Patients undergoing RYGB may also experience cardiac complications such as QT prolongation, but the hypothesis that has gained the most traction suggests a delay in myocardial conduction velocity owing to intracellular hypokalemia secondary to the Na/K pump inhibition.13-17 Because Li and Na+ share the same attachment site on the Na/K pump, such fatal side effects may also occur in patients with Li toxicity. Mr A's ECG showed bradycardia and QTc interval prolongation 5 weeks after RYGB. A similar observation was made in other case reports.14-17
Toxic Li levels result in neurotoxicity, ranging from temporary altered mental status to permanent neurologic sequelae such as cerebellar impairment, brain stem syndromes, and peripheral neuropathies.16 This is explained by Li's extensive diffusion within the central and peripheral nervous systems following its thorough absorption.16,18 Mr A developed altered mental status, slurred speech, and an unsteady gait owing to Li toxicity. He received fluids and appropriate treatment. Similar findings were reported by Marques et al,19 where the patient developed drowsiness, muscle weakness, extremity tremors, and difficulties in motor coordination after treatment with Li. In general, when treatment is discontinued, and the patient is hemodialyzed, the neurologic symptoms subside and the patient's consciousness returns to normal.20 However, in some cases, those symptoms may persist for a long time despite hemodialysis, resulting in neurologic sequelae such as extrapyramidal symptoms or blindness.20 Mr A did not receive hemodialysis because the neurologic symptoms developed acutely, and his symptoms were treated sufficiently with aggressive IV hydration upon arrival in the emergency department. Apart from IV hydration and hemodialysis, other treatment regimens for Li toxicity are gastric lavage and intestinal irrigation to limit the gastrointestinal absorption of lithium. Other successful treatments also include sodium polystyrene sulfonate, arteriovenous and venovenous hemodiafiltration.21,22
Usually, it takes 6 to 12 months to recover from bariatric surgery, and the body is stable for normal diet and physical activity.23 There are currently no clearly established guidelines for clinical Li monitoring or a predefined ideal Li level during the perioperative period in RYGB surgery.4 However, experts have made the following recommendations to avoid Li toxicity post-RYGB:
Collaboration between a bariatric surgeon, a psychiatrist, a primary care physician, and a clinical pharmacist in the pre- and postoperative phases.

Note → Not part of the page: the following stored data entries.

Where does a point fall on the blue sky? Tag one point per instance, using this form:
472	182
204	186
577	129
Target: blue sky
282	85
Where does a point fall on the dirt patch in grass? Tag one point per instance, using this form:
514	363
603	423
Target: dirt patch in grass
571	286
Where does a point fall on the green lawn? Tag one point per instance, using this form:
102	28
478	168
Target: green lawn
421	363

Determine the patient's preoperative Li baseline value and perform a scale-based clinical assessment of mood.24
Educate the patient preoperatively on the importance of drinking at least 2 to 3 L of water per day.4
Postoperatively, assess for Li toxicity by performing weekly assessments of the patient's Li level and GFR for 6 weeks, then every 2 weeks until 6 months postoperative. After that, monthly levels should be obtained until 1-year post-surgery.25
To prevent dehydration, counsel the patient to alert their physician or psychiatrist in case of any changes in food or fluid intake or severe vomiting.
This review emphasizes the significance of monitoring Li levels after RYGB. Following surgery, the pharmacokinetics of Li are affected by the decrease in stomach surface area and increase in gastric pH, as well as changes in weight and GFR, which may result in Li toxicity. Due to the lack of consensus guidelines to address Li toxicity, physicians must closely monitor Li levels after RYGB surgery every week for at least 6 weeks, every 2 weeks until 6 months postoperative, and later monthly until 1-year post-surgery.